Marguerite Yourcenar fue la primera mujer en entrar a la Academia Francesa, donde ocupó el sillón que dejó al morir Roger Caillois. Se refirió en innumerables ocasiones a su condición sexual sin permitir que la clasificaran. Estaba fuera de los márgenes de las convenciones y cerca de la extravagancia. Sus pasiones fueron tormentosas, según se desprende de las biografías que circulan. En el volumen Fuegos, vierte confesiones sentimentales que atribuye a figuras históricas. En el capítulo Antígona o la elección, dice: “Amar con los ojos cerrados es amar como un ciego. Amar con los ojos abiertos tal vez sea amar como un loco: es aceptarlo todo apasionadamente. Yo te amo como una loca”. Y en Patroclo o el destino: “No hay amores estériles. Y es inútil tomar precauciones. Cuando te dejo llevo dentro de mí el dolor, como una especie de hijo horrible”.

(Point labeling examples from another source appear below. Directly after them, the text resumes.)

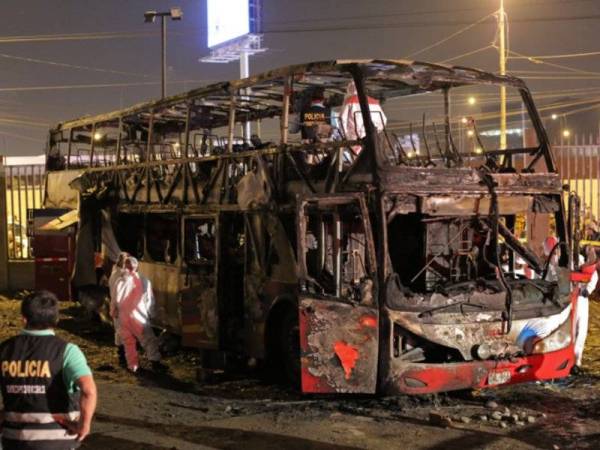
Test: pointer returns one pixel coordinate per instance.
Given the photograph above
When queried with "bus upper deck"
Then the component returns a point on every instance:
(374, 208)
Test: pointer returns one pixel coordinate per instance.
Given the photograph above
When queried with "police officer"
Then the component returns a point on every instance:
(47, 387)
(315, 116)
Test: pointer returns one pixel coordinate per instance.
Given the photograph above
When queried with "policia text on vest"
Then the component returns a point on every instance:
(47, 387)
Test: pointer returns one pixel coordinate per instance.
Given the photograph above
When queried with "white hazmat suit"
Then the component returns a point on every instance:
(134, 304)
(351, 117)
(583, 308)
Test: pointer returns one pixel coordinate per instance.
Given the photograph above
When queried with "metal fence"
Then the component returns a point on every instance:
(24, 191)
(578, 162)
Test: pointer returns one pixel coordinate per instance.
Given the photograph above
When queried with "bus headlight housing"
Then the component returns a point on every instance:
(557, 340)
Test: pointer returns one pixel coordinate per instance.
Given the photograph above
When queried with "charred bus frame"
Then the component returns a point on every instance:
(257, 250)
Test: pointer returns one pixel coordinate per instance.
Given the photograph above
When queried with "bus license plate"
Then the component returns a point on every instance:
(500, 377)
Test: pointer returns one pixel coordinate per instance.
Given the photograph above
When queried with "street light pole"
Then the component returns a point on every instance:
(163, 28)
(502, 49)
(150, 17)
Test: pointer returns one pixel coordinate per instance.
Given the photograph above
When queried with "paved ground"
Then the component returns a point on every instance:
(175, 412)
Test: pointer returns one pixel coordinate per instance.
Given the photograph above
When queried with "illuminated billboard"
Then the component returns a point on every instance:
(227, 20)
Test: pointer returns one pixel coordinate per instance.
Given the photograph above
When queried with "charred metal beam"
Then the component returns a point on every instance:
(527, 254)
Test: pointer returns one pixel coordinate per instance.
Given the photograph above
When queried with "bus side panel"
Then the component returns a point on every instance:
(165, 284)
(339, 347)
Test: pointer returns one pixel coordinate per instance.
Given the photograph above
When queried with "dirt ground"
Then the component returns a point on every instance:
(176, 412)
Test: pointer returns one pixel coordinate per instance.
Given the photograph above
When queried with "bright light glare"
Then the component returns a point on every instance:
(227, 20)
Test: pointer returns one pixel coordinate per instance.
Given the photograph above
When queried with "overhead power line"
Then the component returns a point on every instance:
(558, 66)
(451, 36)
(464, 55)
(92, 86)
(73, 37)
(563, 56)
(70, 66)
(21, 136)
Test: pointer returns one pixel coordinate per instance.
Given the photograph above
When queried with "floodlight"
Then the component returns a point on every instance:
(176, 13)
(150, 16)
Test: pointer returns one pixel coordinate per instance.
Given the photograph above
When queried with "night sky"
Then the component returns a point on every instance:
(35, 95)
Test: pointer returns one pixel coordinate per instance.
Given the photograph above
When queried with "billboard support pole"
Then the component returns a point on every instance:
(245, 73)
(163, 69)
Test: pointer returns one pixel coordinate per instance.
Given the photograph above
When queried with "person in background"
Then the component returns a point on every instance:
(116, 273)
(589, 266)
(133, 307)
(314, 118)
(351, 118)
(41, 377)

Su postura era la de una bruja orgullosa, consciente de su estirpe pagana, heterodoxa, vinculada a saberes esotéricos y recursos provenientes de la Antigüedad, la Edad Media y Oriente. Observaba en el presente su rápida disolución, su futilidad. No obstante, fue una vividora auténtica, adoraba las aventuras y la sofisticación en todos los planos de la vida. En sus novelas aparecen emperadores, alquimistas, dioses. Se apodera de sus voces para discurrir. Por cierto, no es una invención de Yourcenar este acercamiento a la literatura. Forma parte de una tradición de expatriados de sus épocas, cuya perspectiva está inspirada en apropiarse de las similitudes entre los mitos, los héroes y la realidad. El poeta alejandrino Constantino Kavafis, cuya primera traducción al francés prologó Yourcenar, es un caso semejante. Comparten, además, las pasiones ocultas, un pudor descarnado a la hora de mostrar su yo. Prefieren las máscaras, creen que son más auténticas que las revelaciones íntimas, aunque las efectúan de igual manera. La sexualidad estaba para ellos sujeta a los valores del pretérito, deseaban con fervor, envueltos en la angustia y refugiados en la soledad.

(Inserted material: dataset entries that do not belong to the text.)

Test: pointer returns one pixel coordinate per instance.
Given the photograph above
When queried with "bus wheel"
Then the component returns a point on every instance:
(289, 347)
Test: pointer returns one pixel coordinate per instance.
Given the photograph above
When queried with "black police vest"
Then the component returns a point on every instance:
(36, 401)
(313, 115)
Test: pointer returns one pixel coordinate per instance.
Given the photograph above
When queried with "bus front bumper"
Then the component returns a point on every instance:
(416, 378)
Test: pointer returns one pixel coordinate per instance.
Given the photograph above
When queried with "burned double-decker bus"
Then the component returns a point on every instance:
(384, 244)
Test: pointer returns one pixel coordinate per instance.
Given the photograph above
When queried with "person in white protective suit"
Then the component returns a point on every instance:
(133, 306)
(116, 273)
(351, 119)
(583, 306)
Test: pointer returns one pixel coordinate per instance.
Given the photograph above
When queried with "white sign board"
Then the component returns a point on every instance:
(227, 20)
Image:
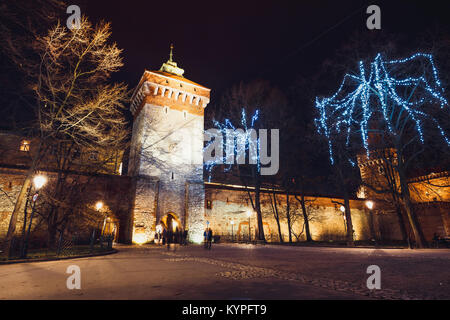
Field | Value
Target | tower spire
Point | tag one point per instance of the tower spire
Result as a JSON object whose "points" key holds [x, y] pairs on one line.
{"points": [[171, 66], [171, 52]]}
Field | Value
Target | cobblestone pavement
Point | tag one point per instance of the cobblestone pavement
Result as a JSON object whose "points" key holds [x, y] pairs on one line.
{"points": [[406, 274], [231, 272]]}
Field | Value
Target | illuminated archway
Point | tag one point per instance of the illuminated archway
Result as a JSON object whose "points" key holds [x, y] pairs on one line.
{"points": [[171, 222]]}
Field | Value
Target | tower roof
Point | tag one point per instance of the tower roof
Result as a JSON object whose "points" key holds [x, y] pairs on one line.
{"points": [[171, 66]]}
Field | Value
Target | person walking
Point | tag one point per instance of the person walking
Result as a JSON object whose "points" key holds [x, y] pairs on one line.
{"points": [[169, 239], [205, 238], [164, 237], [185, 237], [210, 235]]}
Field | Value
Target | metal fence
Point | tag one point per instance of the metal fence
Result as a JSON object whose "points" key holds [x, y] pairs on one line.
{"points": [[78, 243]]}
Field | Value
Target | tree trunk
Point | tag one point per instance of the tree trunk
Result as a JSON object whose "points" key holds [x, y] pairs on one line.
{"points": [[305, 218], [348, 219], [277, 216], [13, 220], [408, 205], [19, 201], [288, 216], [401, 222], [258, 205]]}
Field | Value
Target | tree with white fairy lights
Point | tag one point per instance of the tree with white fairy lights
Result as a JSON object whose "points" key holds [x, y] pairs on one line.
{"points": [[391, 104]]}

La autobiografía de la Yourcenar, El laberinto del mundo, está compuesta por tres partes: Recordatorios, Archivos del Norte y ¿Qué? La eternidad. Lejos de las visiones con pretensiones de objetividad, realistas, lo que impulsa este proyecto es exhibir el repaso de periodos, etapas, y maneras de concebir la realidad desde la vejez. Es un inmenso ensayo con la finalidad de explicarse a sí misma y entender sus circunstancias. Basta con leer algunas páginas para aceptar lo que Italo Calvino señaló: es un universo, una investigación sobre la belleza, la moral y la familia. El lugar en que su ubica la protagonista está marcado por la modestia. Pocos hilos conducen con mayor eficacia que la actitud discreta, introspectiva, sin gravedad para referir los estados emocionales de una singular crónica personal.

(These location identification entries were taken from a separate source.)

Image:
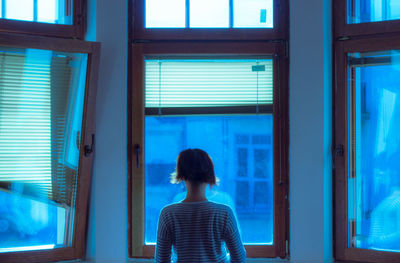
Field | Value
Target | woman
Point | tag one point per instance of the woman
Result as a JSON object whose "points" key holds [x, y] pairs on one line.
{"points": [[196, 227]]}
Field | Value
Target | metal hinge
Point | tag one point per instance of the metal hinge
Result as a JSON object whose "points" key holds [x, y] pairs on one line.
{"points": [[339, 151], [287, 247], [79, 19], [344, 38], [88, 150]]}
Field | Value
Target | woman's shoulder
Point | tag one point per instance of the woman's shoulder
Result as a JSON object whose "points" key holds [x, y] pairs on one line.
{"points": [[207, 205]]}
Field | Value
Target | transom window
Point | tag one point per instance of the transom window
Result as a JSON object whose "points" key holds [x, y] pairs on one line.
{"points": [[209, 14], [44, 11]]}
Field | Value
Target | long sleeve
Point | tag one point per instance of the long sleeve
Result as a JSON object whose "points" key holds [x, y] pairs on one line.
{"points": [[164, 243], [233, 240]]}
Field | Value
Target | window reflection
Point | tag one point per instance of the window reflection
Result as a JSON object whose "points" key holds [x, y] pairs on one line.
{"points": [[372, 10], [374, 175]]}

Ausente de los titulares y de premios, Marguerite Yourcenar, jamás se esmeró en formular diagnósticos con la finalidad de explicar el devenir. Quizá eso ayuda a entender por qué no es tan citada, a pesar de su pertinencia en asuntos como el poder y el erotismo. Nunca fue una ídola, se inclinaba por los amigos y por disfrutar de los desafíos que le imponía su curiosidad.